‘Unlearning’ shows promise in curbing dangerous AI use
(NewsNation) — How do we know if an artificial intelligence system is producing “hazardous knowledge”? And if it does, what do we do about it?
The answers may be in a fairly new AI concept called “unlearning.”
Dozens of AI researchers have come up with the “Weapons of Mass Destruction Proxy,” a collection of 4,157 multiple-choice questions. The answers could help determine whether an AI model might be used in the creation or deployment of weapons of mass destruction.
Also known as a “mind wipe,” the unlearning technique hopes to improve AI companies’ abilities to fight those trying to get around existing controls.
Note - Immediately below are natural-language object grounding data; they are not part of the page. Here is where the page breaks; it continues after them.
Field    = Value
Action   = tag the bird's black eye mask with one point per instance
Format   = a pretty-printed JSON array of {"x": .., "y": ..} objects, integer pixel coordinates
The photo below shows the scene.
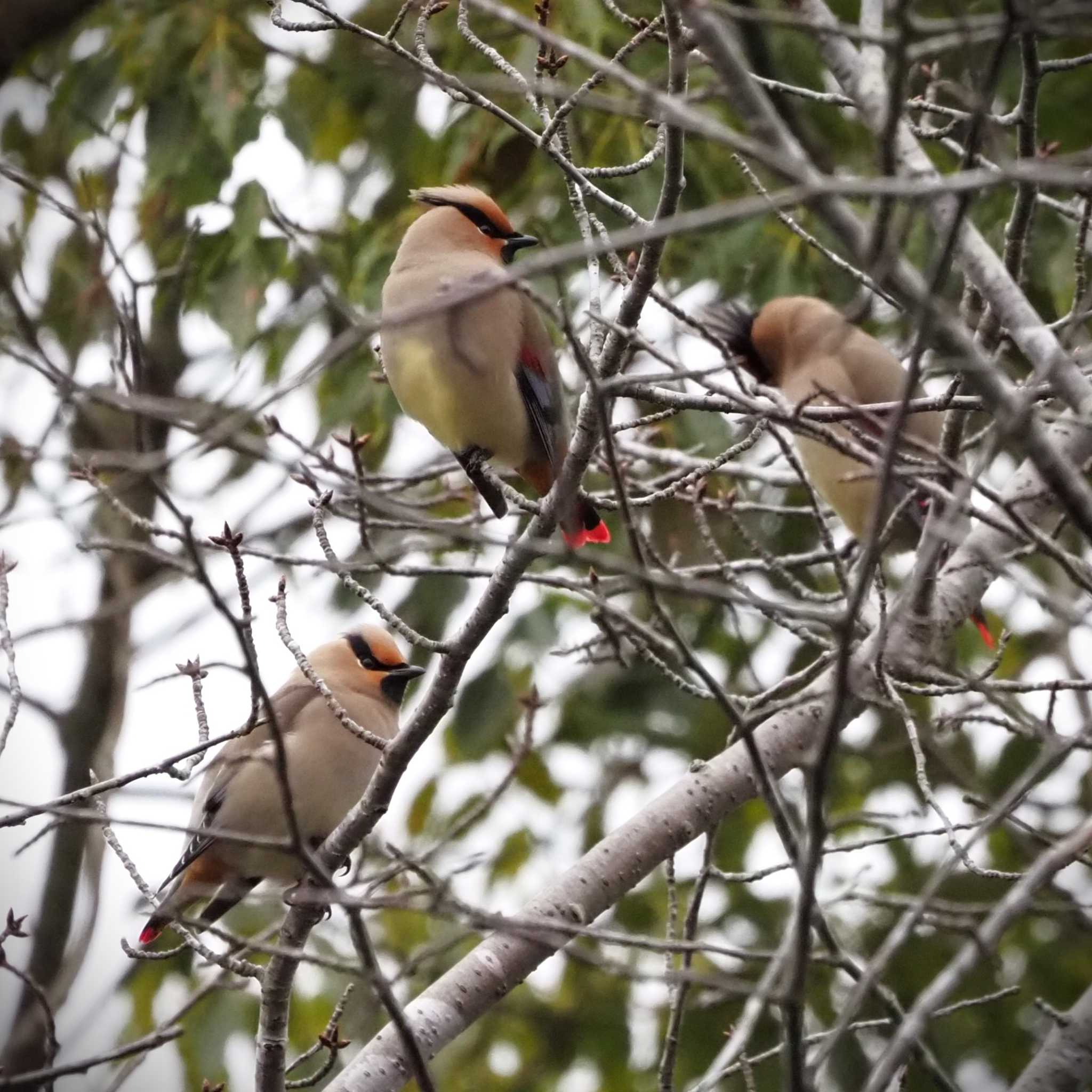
[
  {"x": 397, "y": 677},
  {"x": 364, "y": 654},
  {"x": 488, "y": 228}
]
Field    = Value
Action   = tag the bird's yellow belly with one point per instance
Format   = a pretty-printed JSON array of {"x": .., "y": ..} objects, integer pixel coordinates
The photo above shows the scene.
[{"x": 462, "y": 407}]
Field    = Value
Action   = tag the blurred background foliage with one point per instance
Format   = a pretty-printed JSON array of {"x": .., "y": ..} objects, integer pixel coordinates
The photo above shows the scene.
[{"x": 179, "y": 92}]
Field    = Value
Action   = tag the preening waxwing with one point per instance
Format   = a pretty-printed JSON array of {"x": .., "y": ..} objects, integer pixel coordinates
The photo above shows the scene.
[
  {"x": 482, "y": 376},
  {"x": 806, "y": 348},
  {"x": 329, "y": 769}
]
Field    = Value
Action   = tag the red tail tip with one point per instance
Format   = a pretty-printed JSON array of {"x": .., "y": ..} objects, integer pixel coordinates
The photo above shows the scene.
[
  {"x": 150, "y": 934},
  {"x": 599, "y": 534}
]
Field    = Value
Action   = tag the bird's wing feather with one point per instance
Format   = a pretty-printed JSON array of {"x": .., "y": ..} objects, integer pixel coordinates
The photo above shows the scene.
[
  {"x": 288, "y": 702},
  {"x": 537, "y": 398},
  {"x": 540, "y": 386}
]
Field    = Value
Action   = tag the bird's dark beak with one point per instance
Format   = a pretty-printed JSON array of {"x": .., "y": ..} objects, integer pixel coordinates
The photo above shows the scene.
[
  {"x": 396, "y": 681},
  {"x": 516, "y": 243}
]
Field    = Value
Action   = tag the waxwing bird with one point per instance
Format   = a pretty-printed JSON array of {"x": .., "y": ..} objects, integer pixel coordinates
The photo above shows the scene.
[
  {"x": 329, "y": 769},
  {"x": 481, "y": 376},
  {"x": 806, "y": 349}
]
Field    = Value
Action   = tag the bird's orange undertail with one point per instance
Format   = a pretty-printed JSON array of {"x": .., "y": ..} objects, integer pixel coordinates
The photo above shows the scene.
[{"x": 980, "y": 621}]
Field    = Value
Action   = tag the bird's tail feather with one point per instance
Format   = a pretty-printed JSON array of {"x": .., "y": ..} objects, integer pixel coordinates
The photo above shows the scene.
[
  {"x": 583, "y": 525},
  {"x": 979, "y": 617}
]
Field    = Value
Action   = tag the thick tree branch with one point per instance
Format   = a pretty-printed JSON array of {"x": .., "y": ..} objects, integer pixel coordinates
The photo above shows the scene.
[{"x": 1064, "y": 1063}]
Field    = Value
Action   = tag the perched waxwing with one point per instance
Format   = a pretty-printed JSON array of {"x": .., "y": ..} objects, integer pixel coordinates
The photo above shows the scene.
[
  {"x": 481, "y": 376},
  {"x": 806, "y": 349},
  {"x": 329, "y": 769}
]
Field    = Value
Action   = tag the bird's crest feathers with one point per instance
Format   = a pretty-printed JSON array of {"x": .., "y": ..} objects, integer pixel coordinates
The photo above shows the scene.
[
  {"x": 733, "y": 324},
  {"x": 469, "y": 200}
]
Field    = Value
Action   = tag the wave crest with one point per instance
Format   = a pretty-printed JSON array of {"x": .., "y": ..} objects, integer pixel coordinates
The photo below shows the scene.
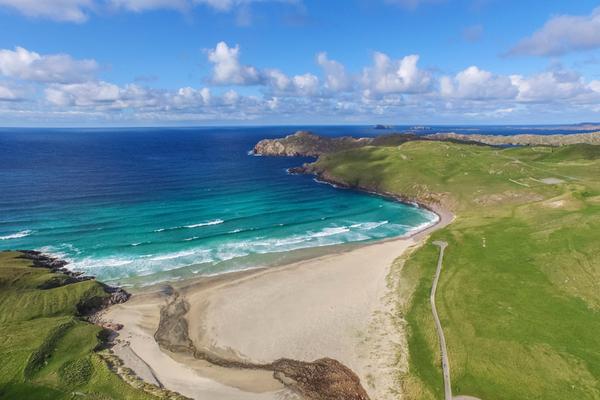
[{"x": 16, "y": 235}]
Current techniques to control AI behavior have proven easy to circumvent, which poses a major challenge for researchers: balancing how much information to safely disclose. They don’t want their questions to, in effect, instruct bad actors on how to use AI to produce WMDs.
Dan Hendrycks, executive director at the Center for AI Safety, tells Time that the unlearning technique “represents a significant advance on previous safety measures.” He hopes it will be “ubiquitous practice for unlearning methods to be present in models of the future.”
Another challenge: removing dangerous knowledge from an AI system without degrading its capabilities. WMPD says this new research shows finding that balance is feasible.
Unlearning has been considered a nearly impossible task even as some governments have tried to mandate it. Many tech companies have been navigating tough privacy laws enacted in Europe in 2018.
Researchers at the private firm Scale AI and the nonprofit Center for AI Safety spearheaded the study along with experts in biosecurity, chemical weapons and cybersecurity.